Samsung Beefs Up Galaxy Device Security With One UI 6 Auto Blocker Tool
Customizing and modifying your smartphone can be fun, but it can also leave you open to security threats. Samsung hopes to ameliorate that risk, however, with a new suite of optional features in its One UI 6 Android skin. A feature, known as Auto Blocker, will lock down your phone to lessen the risk of malware and hacking with the flick of a virtual switch.
You'll find Auto Blocker in the system security settings. Turning it on does three things, all of which make it harder to customize your phone, but vastly improve device security. Most importantly, Auto Blocker stops all application sideloading. You might sideload because you want to run an older version of an app or to install something not listed in the Google Play Store or Samsung Galaxy Store. Doing so requires tapping through a confirmation dialog, but turning on Auto Blocker prevents installation entirely.
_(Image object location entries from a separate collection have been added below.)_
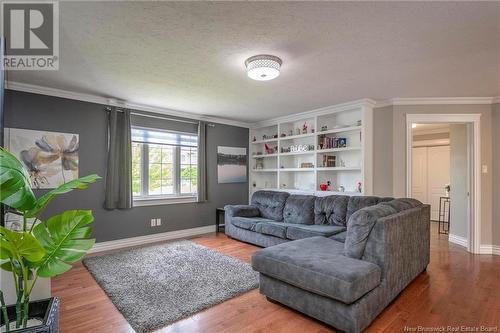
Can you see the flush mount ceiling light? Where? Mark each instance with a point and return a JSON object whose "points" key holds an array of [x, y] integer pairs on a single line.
{"points": [[263, 67]]}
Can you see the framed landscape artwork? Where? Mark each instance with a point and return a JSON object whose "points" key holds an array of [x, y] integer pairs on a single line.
{"points": [[51, 158], [231, 165]]}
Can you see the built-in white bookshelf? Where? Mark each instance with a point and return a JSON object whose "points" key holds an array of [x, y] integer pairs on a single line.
{"points": [[335, 145]]}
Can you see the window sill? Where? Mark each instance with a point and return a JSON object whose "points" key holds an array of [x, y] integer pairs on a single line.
{"points": [[141, 202]]}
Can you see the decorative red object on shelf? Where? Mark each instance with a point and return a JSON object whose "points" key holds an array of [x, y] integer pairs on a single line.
{"points": [[325, 186]]}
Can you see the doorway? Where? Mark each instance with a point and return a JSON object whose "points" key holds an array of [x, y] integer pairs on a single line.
{"points": [[442, 166]]}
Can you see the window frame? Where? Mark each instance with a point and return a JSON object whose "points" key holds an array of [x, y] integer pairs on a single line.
{"points": [[146, 199]]}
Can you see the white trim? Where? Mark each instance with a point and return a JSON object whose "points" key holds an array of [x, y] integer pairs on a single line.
{"points": [[353, 105], [153, 238], [474, 232], [490, 249], [459, 240], [367, 102], [31, 88], [431, 143], [437, 101], [149, 201]]}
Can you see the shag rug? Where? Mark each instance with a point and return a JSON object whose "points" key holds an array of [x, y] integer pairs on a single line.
{"points": [[157, 285]]}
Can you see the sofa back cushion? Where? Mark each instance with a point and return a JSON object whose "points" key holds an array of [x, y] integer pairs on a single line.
{"points": [[403, 204], [331, 210], [359, 227], [299, 209], [358, 202], [270, 204]]}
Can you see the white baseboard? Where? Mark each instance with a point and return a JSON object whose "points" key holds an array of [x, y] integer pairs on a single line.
{"points": [[489, 249], [459, 240], [153, 238]]}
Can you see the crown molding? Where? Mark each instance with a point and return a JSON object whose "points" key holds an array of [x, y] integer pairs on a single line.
{"points": [[437, 101], [35, 89], [357, 104], [365, 102]]}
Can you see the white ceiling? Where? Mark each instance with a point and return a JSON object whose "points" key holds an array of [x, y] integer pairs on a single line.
{"points": [[189, 56]]}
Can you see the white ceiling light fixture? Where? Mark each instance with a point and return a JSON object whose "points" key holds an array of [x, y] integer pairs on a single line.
{"points": [[263, 67]]}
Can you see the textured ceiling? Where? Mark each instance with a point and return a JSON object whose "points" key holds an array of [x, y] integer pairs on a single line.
{"points": [[189, 56]]}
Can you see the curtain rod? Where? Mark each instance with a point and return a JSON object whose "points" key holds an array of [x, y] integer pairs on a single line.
{"points": [[108, 108]]}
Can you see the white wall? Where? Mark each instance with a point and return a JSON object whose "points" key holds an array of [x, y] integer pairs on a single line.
{"points": [[397, 161], [458, 180]]}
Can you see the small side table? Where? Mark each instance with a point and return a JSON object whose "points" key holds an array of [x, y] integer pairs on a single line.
{"points": [[444, 215], [218, 213]]}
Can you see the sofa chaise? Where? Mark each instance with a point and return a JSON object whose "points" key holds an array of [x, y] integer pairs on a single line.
{"points": [[338, 259]]}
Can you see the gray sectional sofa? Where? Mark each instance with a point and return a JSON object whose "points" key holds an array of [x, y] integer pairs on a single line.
{"points": [[338, 259]]}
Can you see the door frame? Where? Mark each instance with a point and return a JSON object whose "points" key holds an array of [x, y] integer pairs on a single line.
{"points": [[474, 149]]}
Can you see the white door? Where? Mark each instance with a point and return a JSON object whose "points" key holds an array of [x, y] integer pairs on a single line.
{"points": [[430, 174], [419, 174], [438, 175]]}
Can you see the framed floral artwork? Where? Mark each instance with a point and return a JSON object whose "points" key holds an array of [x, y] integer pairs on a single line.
{"points": [[51, 158]]}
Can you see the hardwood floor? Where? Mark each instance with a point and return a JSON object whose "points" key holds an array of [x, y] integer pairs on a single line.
{"points": [[458, 289]]}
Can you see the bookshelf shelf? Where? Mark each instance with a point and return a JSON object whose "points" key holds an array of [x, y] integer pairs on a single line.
{"points": [[283, 171]]}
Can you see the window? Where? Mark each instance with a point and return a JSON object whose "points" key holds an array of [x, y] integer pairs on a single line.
{"points": [[164, 166]]}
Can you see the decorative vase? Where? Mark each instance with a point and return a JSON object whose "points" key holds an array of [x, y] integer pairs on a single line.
{"points": [[45, 310]]}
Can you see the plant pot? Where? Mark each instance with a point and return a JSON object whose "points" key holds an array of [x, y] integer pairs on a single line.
{"points": [[46, 310]]}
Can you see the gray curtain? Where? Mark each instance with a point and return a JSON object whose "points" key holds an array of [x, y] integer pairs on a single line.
{"points": [[202, 162], [119, 167]]}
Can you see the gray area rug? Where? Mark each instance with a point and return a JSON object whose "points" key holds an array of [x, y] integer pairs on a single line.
{"points": [[157, 285]]}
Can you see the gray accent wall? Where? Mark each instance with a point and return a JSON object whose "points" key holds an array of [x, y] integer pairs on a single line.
{"points": [[89, 120]]}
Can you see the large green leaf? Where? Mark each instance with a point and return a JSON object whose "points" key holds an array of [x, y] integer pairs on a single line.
{"points": [[80, 183], [15, 186], [20, 245], [65, 239]]}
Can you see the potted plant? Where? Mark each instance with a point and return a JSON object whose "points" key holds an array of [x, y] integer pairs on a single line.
{"points": [[44, 249]]}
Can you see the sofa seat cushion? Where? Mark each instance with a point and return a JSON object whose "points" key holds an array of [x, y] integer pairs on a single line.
{"points": [[340, 237], [360, 225], [276, 229], [317, 265], [248, 223], [331, 210], [299, 209], [304, 231]]}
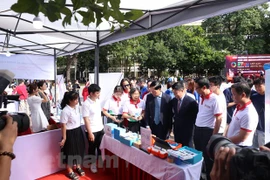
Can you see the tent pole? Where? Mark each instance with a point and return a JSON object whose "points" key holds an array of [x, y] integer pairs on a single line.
{"points": [[55, 75], [97, 61]]}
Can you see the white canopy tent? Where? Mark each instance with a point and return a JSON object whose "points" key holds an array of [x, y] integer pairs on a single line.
{"points": [[18, 36]]}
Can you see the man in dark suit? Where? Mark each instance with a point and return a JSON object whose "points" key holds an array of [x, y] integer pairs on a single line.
{"points": [[185, 110], [158, 112]]}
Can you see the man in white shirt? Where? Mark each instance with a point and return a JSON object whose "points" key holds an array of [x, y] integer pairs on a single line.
{"points": [[215, 84], [91, 111], [245, 118], [208, 119]]}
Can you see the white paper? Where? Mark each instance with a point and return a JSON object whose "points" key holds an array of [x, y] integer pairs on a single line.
{"points": [[146, 138]]}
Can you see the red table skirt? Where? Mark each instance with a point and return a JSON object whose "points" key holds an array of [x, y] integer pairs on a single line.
{"points": [[126, 170]]}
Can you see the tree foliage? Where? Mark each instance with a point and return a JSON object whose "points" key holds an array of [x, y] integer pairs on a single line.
{"points": [[240, 32], [90, 11]]}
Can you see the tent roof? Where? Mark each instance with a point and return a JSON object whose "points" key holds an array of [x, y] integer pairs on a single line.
{"points": [[17, 29]]}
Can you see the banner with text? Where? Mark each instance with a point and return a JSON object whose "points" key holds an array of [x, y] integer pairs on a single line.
{"points": [[29, 66]]}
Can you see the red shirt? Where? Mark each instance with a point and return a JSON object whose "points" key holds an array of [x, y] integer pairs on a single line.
{"points": [[21, 90], [85, 93]]}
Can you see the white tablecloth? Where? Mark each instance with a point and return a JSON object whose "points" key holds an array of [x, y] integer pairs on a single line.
{"points": [[159, 168]]}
Many device exploits involve sending commands to a phone over USB via the Android Debug Bridge (ADB) tool. Auto Blocker prevents those commands from going through. There are legitimate reasons you might want to send ADB commands to a phone, and you can still do that if you don't enable Auto Blocker. The last core Auto Blocker feature enables app security checks, which proactively monitors apps for evidence of malicious activity. However, Samsung notes this feature is not currently offered on carrier models in the US.
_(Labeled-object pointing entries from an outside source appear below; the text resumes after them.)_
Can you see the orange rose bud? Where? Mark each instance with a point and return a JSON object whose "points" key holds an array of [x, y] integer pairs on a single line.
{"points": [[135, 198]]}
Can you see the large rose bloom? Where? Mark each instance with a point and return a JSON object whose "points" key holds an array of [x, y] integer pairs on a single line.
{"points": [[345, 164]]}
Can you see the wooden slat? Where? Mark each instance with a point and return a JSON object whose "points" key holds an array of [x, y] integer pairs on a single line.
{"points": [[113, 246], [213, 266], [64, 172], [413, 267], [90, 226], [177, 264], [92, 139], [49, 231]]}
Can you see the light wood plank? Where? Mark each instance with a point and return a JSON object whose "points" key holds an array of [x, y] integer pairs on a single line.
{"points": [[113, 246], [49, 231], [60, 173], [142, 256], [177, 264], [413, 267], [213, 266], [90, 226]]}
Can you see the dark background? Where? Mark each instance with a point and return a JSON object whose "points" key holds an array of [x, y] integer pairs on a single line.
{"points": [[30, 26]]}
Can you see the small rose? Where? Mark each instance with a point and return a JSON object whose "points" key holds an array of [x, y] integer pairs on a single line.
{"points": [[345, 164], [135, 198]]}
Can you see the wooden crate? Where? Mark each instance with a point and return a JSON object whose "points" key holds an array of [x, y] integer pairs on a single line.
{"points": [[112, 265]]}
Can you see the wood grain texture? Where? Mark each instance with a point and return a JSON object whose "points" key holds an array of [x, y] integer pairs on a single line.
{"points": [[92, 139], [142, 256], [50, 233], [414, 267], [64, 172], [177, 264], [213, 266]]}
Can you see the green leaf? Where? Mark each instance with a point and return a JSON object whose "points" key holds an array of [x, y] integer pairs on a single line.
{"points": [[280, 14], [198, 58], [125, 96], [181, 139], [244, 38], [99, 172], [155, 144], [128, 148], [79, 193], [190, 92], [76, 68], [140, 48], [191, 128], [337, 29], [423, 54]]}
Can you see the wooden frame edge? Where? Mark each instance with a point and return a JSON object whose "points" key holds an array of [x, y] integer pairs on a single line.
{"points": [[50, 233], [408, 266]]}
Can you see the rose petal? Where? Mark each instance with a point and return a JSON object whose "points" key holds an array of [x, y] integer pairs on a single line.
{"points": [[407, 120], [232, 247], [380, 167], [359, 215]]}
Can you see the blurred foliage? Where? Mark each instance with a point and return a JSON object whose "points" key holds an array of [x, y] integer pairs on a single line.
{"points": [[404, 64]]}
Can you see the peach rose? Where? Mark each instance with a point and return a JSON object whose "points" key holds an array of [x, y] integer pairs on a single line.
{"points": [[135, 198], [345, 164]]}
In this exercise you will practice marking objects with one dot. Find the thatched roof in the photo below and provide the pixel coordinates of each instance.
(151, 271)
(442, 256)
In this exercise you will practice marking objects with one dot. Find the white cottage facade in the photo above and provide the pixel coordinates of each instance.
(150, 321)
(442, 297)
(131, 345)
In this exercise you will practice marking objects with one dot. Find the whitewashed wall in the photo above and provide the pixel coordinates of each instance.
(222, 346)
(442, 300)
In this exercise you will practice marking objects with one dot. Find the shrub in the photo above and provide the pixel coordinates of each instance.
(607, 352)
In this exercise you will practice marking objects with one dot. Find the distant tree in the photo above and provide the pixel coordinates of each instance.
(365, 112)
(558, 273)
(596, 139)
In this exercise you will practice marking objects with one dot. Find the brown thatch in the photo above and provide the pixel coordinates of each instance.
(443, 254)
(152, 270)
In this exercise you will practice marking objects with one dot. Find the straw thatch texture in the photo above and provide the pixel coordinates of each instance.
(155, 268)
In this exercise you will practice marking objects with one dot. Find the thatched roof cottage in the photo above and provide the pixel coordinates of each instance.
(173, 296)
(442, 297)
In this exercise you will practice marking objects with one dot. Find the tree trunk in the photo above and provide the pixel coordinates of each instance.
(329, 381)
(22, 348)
The Auto Blocker menu also includes two features that are enabled by default: messaging protection and blocking system updates over USB. The messaging feature will block images suspected of containing malware or targeting system vulnerabilities. Anyone who likes to mod their phone with custom software will have to turn off the USB update toggle, but it's a good security measure for everyone else. Someone with physical access to the phone could attempt to flash compromised software that gives them access to your data.
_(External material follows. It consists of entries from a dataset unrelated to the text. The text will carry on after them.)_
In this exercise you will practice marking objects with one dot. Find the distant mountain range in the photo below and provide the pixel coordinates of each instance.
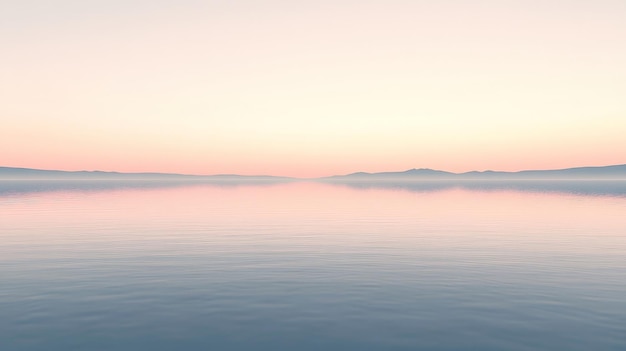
(40, 174)
(579, 173)
(596, 173)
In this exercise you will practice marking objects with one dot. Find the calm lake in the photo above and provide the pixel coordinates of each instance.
(312, 266)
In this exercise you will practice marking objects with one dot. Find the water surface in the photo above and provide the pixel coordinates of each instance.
(310, 266)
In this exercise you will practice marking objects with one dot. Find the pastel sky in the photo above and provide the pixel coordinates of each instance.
(312, 88)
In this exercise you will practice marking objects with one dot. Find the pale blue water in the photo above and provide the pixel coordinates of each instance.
(305, 266)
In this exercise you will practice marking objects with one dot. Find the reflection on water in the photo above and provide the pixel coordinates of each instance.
(591, 187)
(309, 266)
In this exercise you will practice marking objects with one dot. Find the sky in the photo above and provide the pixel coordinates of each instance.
(312, 88)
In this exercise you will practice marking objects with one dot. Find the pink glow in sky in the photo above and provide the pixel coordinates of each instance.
(312, 88)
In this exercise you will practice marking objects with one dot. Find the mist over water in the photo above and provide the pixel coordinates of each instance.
(308, 266)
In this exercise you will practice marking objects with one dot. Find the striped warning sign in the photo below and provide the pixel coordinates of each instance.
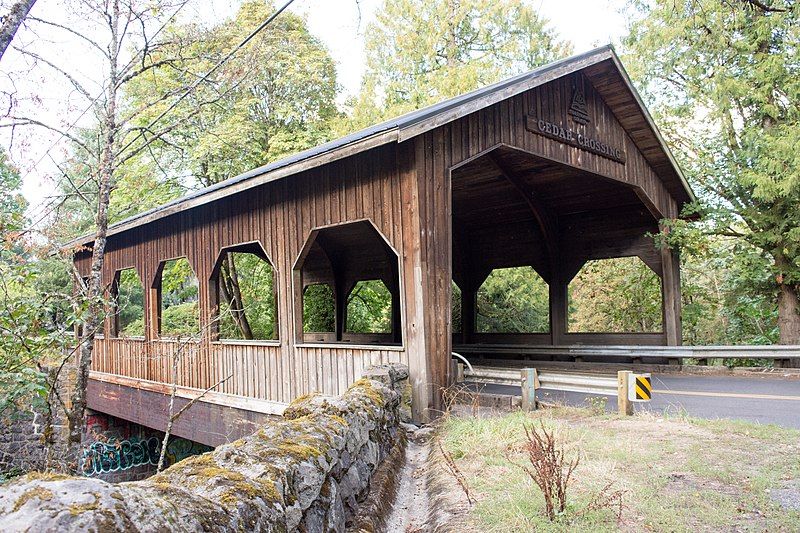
(644, 388)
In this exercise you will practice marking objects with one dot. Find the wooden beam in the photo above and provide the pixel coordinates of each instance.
(545, 221)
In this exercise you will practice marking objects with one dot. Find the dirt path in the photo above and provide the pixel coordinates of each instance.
(410, 508)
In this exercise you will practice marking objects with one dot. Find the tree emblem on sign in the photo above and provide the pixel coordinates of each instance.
(577, 109)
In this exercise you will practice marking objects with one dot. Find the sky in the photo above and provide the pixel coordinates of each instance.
(340, 24)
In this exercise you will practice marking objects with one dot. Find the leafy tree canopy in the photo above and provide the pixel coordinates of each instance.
(420, 52)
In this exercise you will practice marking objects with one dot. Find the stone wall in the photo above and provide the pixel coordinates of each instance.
(117, 450)
(35, 438)
(307, 471)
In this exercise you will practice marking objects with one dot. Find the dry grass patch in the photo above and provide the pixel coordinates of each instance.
(677, 473)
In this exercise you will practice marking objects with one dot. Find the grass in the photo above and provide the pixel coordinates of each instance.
(678, 473)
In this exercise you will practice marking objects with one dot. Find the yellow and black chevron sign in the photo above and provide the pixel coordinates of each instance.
(644, 388)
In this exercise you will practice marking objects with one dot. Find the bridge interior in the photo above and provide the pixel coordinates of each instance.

One UI 6 is the next evolution of Samsung's Android software, which is based on the latest Android 14 OS. That software is only officially available on Google's Pixel phones as of today, but Samsung is running a beta test on the Galaxy S23 family. The final version should roll out to the S23 lineup with Auto Blocker in tow before the end of the year. The Z Flip 5 and Fold 5 are probably up after that, and then the update will slowly make its way to older and lower-priced Samsung devices.